How has the World Responded to COVID-19?
By Noelle Woodward
As the effects of the global coronavirus pandemic die down here in the United States, in other countries, the surge is just beginning. In India, the daily case rate for the virus has risen from 15,000 new positives a day to over 400,000 in just two months, while the once newsworthy reports of China’s case count have been nearly eradicated.
The differing leadership stances under autocratic, authoritarian, and federal governments of India, China and the United States have led to completely different timeframes for the coronavirus outbreaks and contrasting plans of control and immunization.
In China, the origin of the outbreak, the government worked quickly in an attempt to lessen the impact, although with scarce knowledge early on, limiting the spread became increasingly difficult.
The Chinese government is largely centralized and authoritarian, creating a system in which, once restrictions were put in place, they were efficiently enacted everywhere and the government was able to impose onto its citizens' lives.
One restrictive feature, put in place in late 2020, is a QR code tracker. “You scan it and then you can get into places but if you aren't out of quarantine, or if you've been to suspicious areas or areas of danger, then your code will turn yellow or red, and then you won't be able to go anywhere,” says Kitty Zhan ‘21.
While the tracker has been largely successful and Covid cases have plummeted in China, the feature can frequently feel like an extreme invasion of privacy to some.
“It's scary, I can't say if it's worth it but I definitely know I would be super uncomfortable to wear that around,” says Zhan. “You just feel like there's a danger.
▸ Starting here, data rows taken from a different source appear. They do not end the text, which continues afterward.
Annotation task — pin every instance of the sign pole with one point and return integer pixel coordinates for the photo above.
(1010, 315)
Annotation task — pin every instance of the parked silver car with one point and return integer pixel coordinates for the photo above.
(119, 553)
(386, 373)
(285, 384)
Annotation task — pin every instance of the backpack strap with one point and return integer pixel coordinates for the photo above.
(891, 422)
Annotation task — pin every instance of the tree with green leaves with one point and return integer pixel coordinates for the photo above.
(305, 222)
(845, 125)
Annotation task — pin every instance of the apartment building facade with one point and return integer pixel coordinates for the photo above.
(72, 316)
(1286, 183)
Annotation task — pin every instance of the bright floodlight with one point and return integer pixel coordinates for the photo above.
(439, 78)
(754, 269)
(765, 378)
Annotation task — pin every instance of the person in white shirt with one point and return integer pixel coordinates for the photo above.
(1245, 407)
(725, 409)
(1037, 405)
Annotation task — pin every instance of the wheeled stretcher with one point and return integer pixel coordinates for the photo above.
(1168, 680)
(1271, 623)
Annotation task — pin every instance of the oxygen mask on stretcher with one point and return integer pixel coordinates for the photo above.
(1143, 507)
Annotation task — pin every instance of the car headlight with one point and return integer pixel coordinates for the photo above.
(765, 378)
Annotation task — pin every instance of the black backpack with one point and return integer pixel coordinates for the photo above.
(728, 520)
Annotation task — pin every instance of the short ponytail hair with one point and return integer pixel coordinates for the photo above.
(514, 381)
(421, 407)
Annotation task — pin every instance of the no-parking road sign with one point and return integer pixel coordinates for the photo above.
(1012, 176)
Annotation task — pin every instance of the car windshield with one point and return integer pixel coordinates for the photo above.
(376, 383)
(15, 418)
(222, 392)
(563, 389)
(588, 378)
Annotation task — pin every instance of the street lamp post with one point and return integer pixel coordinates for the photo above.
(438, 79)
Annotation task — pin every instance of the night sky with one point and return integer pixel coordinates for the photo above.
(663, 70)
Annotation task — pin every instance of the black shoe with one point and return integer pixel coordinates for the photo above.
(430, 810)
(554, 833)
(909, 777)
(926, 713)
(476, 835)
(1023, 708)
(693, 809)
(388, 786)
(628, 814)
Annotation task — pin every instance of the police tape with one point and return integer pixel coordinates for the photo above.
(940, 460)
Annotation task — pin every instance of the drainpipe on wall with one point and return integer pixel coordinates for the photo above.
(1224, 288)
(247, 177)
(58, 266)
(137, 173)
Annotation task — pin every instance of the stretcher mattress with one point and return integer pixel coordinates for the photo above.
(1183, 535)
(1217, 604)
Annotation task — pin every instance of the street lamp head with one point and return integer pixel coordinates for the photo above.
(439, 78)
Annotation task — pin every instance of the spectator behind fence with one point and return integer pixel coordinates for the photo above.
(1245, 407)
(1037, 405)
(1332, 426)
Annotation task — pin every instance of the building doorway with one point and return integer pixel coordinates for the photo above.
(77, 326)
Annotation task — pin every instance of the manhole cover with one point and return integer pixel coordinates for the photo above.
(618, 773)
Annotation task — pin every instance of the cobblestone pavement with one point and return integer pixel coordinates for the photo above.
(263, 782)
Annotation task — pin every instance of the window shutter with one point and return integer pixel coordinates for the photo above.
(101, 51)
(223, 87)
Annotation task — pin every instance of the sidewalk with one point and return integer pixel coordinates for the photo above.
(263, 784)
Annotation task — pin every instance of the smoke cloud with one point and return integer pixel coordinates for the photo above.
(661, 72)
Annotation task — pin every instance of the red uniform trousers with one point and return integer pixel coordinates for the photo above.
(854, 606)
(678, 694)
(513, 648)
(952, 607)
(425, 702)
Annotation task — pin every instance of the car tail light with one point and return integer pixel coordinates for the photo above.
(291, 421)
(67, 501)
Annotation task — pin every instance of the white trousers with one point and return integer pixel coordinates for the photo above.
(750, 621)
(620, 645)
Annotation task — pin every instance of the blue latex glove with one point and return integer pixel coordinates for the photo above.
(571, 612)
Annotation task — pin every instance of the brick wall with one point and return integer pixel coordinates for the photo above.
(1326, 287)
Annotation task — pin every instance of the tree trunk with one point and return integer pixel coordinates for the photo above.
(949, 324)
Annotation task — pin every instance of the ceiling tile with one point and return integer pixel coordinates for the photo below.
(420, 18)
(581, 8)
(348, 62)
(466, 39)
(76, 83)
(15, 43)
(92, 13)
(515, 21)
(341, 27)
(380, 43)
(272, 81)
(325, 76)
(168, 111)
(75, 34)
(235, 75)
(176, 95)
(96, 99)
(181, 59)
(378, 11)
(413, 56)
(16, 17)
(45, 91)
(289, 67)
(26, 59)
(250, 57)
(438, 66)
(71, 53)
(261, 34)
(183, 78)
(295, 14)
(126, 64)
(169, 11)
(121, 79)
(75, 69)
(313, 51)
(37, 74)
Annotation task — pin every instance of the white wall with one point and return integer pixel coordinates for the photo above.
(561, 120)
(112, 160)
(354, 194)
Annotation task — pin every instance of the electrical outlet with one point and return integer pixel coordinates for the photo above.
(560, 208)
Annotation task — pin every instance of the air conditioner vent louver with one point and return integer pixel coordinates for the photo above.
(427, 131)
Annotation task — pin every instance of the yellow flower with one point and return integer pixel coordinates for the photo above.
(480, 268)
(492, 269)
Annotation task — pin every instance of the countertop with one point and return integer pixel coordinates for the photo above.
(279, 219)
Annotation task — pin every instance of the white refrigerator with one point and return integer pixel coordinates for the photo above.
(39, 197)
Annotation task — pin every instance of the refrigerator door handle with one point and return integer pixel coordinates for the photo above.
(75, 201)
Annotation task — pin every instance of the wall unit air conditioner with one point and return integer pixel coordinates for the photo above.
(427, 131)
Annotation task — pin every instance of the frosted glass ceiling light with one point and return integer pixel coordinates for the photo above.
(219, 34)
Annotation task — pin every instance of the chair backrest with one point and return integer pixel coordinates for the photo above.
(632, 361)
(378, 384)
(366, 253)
Knowing that a government basically can track whatever you do, that's scary to me and it doesn't feel right. But it's effective. So, you know, up for debate.”
However, the tracker is just the tip of the iceberg for the Chinese government’s drastic measures taken to prevent COVID-19 for its citizens.
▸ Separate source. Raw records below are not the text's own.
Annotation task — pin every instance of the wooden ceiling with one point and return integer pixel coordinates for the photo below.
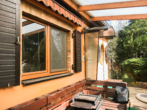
(117, 5)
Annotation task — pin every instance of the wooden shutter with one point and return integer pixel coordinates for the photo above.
(77, 36)
(9, 50)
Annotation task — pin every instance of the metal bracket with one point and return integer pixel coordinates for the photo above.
(18, 40)
(73, 100)
(73, 67)
(8, 85)
(99, 105)
(73, 35)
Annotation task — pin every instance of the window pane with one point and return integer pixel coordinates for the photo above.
(33, 46)
(58, 50)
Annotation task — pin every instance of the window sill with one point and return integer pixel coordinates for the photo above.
(42, 79)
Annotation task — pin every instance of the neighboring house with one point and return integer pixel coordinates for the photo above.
(43, 48)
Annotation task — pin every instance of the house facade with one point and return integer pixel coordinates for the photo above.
(43, 47)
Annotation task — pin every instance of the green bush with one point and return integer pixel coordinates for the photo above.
(136, 68)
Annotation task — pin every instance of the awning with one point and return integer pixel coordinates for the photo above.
(62, 11)
(101, 10)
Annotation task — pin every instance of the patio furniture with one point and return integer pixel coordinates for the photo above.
(62, 98)
(84, 102)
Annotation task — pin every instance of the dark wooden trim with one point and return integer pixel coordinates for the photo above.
(7, 14)
(37, 80)
(107, 37)
(8, 9)
(6, 3)
(78, 54)
(26, 23)
(17, 47)
(6, 19)
(14, 1)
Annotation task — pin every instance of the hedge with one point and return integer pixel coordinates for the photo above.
(137, 68)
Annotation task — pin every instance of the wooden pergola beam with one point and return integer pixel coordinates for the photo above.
(127, 4)
(120, 17)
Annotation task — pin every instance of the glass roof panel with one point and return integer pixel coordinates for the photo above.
(92, 2)
(120, 11)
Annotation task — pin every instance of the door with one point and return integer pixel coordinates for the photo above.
(91, 41)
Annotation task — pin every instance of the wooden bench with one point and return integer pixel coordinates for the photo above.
(107, 89)
(61, 98)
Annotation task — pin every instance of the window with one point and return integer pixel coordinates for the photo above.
(33, 46)
(44, 50)
(58, 50)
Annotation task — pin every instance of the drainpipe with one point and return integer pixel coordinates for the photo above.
(97, 55)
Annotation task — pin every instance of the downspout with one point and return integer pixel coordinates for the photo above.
(97, 55)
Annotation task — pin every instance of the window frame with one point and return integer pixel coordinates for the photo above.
(59, 70)
(47, 71)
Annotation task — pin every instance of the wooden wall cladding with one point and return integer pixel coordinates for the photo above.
(9, 51)
(54, 99)
(78, 62)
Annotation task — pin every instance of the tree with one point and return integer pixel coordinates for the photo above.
(130, 43)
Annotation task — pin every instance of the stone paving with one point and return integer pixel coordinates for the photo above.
(134, 101)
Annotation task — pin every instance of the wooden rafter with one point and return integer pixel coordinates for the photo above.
(26, 23)
(127, 4)
(120, 17)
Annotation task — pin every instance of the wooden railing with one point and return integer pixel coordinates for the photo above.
(106, 88)
(60, 99)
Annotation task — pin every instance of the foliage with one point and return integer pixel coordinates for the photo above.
(136, 68)
(130, 43)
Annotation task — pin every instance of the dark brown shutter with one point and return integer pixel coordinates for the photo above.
(78, 62)
(9, 50)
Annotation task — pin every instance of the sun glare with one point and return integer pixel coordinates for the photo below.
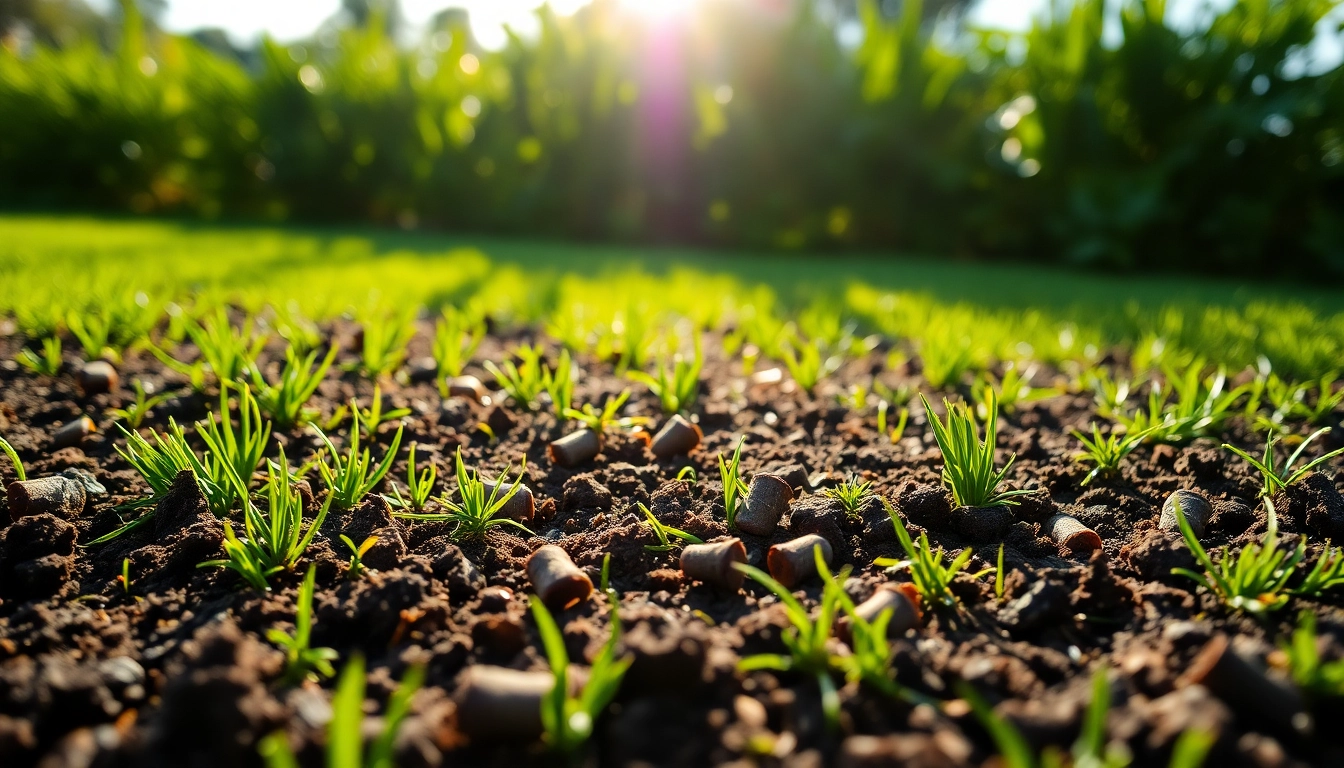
(659, 10)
“They cut everything, [travel, transportation] off, because they didn't want it to expand to the country,” says Zhan. “That's good, big picture wise, but if you were someone in that moment, it definitely felt really desperate; you would feel like nobody has cared for you and nobody respects you as an individual. In a democratic government, it's harder to handle because of their respect for individual rights, but also, that doesn't allow them to uniformly issue one law that [puts] the entire country under control.”
The response differences between the United States and China are drastically different, proving how directly the governing styles impact both the autonomy and safety of its citizens and the cost of prioritizing one or the other.
“The Chinese government has way more control over the cities and just over each person than they do in the US,” Zhan adds. “So they were able to just kind of [eliminate Covid in China] because of how much control they had, but here you had to deal with it, you had to tell people to wear masks. In China, you could have been arrested if you didn't wear a mask right. So, it really is two sides.”
On the other side of the spectrum is India. Similar to China, India faced the pandemic with strict safety measures and drastic protocols early on, causing a complete shutdown of the Indian economy and consequently leaving many citizens stranded in crowded cities, far from their families with only a few hours notice. However, unlike China, India’s safety protocols were able to prevent a big spread early on and have lasted effectively up until a few months ago when everything seemed to fall apart.
“[In India they] don't have the same health system resources that European nations do,” says Marty Rubio, a world cultures and economics teacher at Athenian.
So when, Indian Covid guidelines were eventually lifted a few months ago and various COVID-19 variants made their way into the country, everything took a turn for the worse.
“There are so many people in India and the potential for that really growing and growing, is huge,” says Rubio.
Unlike both China and India, where there have been large outbreaks at either the beginning or the most current parts of the pandemic, the United States seems to have had a steady amount of cases both increasing and decreasing over the course of the last 14 months.
“In the United States we have a federal system where the states get to decide for themselves, and you have two political parties with generally different philosophical approaches to dealing with [Covid],” says Rubio. “We are just so politically divided, one side doesn't trust what the other side says no matter what it is, and so I think there's unfortunately just these decisions which should be really scientific, that have become politicized”
Some of these decisions, such as vaccinations, have fallen completely to the public’s individual choices, where despite the United States’ relative success in distributing vaccines, there is a large amount of variation in who is willing to accept it.
“It's sad because it's a failure of us to think collectively about each other, how do we take care of each other by our own personal choices,” adds Rubio. “The United States is a metaphor for internationalism, if you think of the individual states who have a lot of their own power what to do, that you have a whole lab that has all these different policies and responses that produce different outcomes.”
The almost consecutive peaks of the outbreaks in each country overlap just slightly, signaling how certain efforts to curtail the virus have achieved either success, both temporary and long lasting, as well as distinct failure. These differences ultimately raise the question: what is the government’s role in protecting its citizens from the COVID-19 outbreak and where is the line between too much involvement and not enough?